Implied DO

Implied DO-loops provide a fast way of listing many items. These items, depending on the place where an implied DO is used, can be variables, expressions, or even implied DO-loops.

Syntax and Semantics

( item-1, item-2, ...., item-n, DO-var = initial, final, step )

( item-1, item-2, ...., item-n, DO-var = initial, final )

Depending on the place where an implied DO is used, the items can be variables, including array elements, or expressions.

The meaning of an implied DO is simple: For each possible value of the DO variable, all items (i.e., item-1, item-2, ..., item-n) are listed once and adjacent items are separated by commas.

Examples

• In the following, the DO variable i can have values -1, 0, 1, and 2. The item to be listed is i.

  ( i, i = -1, 2 )
  

  For i=-1, the item listed is -1. For i=0, the item listed is 0. For i=1, the item listed is 1. Finally, for i=2, the item listed is 2. Combining these four cases together, the items listed by the given implied DO are

  -1,  0,  1,  2
  

• In the following, the DO variable i can have values 1, 4, 7 and 10. The items are i and i*i.

  ( i, i*i, i = 1, 10, 3 )
  

  For i=1, the items listed are 1 and 1=1*1. For i=4, the items listed are 4 and 16. For i=7, the items listed are 7 and 49. Finally, for i=10, the items listed are 10 and 100. Combining these four cases together, the items listed by the given implied DO are

  1,  1,  4,  16,  7,  49,  10,  100
  

• In the following, the DO variable is i and the items are a(i) and b(i+1).

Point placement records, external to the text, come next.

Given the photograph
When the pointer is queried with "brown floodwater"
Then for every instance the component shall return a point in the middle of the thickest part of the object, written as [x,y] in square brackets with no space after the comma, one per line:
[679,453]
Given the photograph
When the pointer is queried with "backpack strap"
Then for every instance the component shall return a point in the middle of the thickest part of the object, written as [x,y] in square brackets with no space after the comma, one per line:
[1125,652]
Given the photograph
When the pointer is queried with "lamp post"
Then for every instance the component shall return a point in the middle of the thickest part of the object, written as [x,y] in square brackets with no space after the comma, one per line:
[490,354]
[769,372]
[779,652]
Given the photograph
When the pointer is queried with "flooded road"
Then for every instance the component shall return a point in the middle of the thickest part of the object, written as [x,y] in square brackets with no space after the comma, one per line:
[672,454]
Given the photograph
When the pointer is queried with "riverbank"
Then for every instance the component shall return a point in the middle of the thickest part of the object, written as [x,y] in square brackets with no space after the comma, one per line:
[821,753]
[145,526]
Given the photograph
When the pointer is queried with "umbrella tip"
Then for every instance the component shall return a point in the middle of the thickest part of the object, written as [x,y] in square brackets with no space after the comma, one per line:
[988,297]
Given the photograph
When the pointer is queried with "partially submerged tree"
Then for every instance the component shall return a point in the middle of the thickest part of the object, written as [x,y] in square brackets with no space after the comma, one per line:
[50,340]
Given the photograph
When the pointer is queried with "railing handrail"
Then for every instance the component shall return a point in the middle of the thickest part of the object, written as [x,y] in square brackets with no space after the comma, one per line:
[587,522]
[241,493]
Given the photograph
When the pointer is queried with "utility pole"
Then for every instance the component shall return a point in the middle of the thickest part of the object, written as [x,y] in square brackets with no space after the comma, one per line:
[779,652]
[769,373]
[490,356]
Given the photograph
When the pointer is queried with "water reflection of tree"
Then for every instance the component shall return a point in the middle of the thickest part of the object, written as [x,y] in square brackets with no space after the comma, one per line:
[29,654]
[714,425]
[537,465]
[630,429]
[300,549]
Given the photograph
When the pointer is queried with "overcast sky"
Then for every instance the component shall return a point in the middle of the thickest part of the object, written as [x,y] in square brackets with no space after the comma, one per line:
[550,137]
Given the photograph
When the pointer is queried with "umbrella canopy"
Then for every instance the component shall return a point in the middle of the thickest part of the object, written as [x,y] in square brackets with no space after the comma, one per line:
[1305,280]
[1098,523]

  ( a(i), b(i+1), i = 1, 3 )
  

  For i=1, the listed items are a(1) and b(2). For i=2, the listed items are a(2) and b(3). For i=3, the listed items are a(3) and b(4). In summary, there are six items listed as i goes from 1 to 3:

  a(1),   b(2),   a(2),   b(3),   a(3),   b(4)
  

• The following implied DO has three items and the DO variable k runs from 3 to -3 with a step size -3.

  ( k*a(k), b(k)-c(k-1), k, k = 3, -3, -3 )
  

  For k=3, the listed items are 3*a(3), b(3)-c(2) and 3. For k=0, the listed items are 0*a(0), b(0)-c(-1) and 0. For k=-3, the listed items are (-3)*a(-3), b(-3)-c(-4) and -3. Therefore, there are nine listed items:

  3*a(3), b(3)-c(2), 3, 0*a(0), b(0)-c(-1), 0, (-3)*a(-3), b(-3)-c(-4), -3
  

Nested Implied DOs

• The following implied DO contains an inner implied DO.

  ( i, ( i*j, j = 1, 3), i = 1, 3)
  

  For i=1, the listed items are 1 and (1*j, j=1,3). For i=2, the listed items are 2 and (2*j, i=1,3). For i=3, the listed items are 3 and (3*j, j=1,3). Thus, without expanding the inner implied DO-loops, the listed items are

  1,  (1*j, j=1,3),  2,  (2*j, j=1,3),  3,  (3*j, j=1,3)
  

  Since (1*j, j=1,3) would generate 1*1, 1*2 and 1*3, (2*j, j=1,3) would generate 2*1, 2*2 and 2*3, and (3*j, j=1,3) would generate 3*1, 3*2 and 3*3, the given nested implied DO-loop generates 12 items as listed below:

  1,  1*1,  1*2,  1*3,  2,  2*1,  2*2,  2*3,  3,  3*1,  3*2,  3*3
  

• The outer implied DO has a DO variable i running from 1 to 3. The only item in the outer DO is (a(i)*b(j), j=1, 2).

  ((a(i)*b(j), j=1, 2), i=1, 3)
  

  For i=1, the listed item is (a(1)*b(j),j=1,2). For i=2, the listed item is (a(2)*b(j),j=1,2). For i=3, the listed item is (a(3)*b(j),j=1,2). Therefore, after unrolling the outer implied DO, we have:

  (a(1)*b(j),j=1,2),  (a(2)*b(j),j=1,2),  (a(3)*b(j),j=1,2)
  

  There is no nested implied DOs in the above. Since j runs from 1 to 2, expanding these three loops yields

  a(1)*b(1),  a(1)*b(2),  a(2)*b(1),  a(2)*b(2),  a(3)*b(1),  a(3)*b(2)
  

• The inner and outer loops are not interchangeable.

  ((a(i)*b(j), i=1, 3), j=1, 2)
  

  The above is almost identical to the previous one, except that i=1,3 and j=1,2 change their positions. The result is:

  a(1)*b(1),  a(2)*b(1),  a(3)*b(1),  a(1)*b(2),  a(2)*b(2),  a(3)*b(2)
  

  This list is different from the one in the previous example.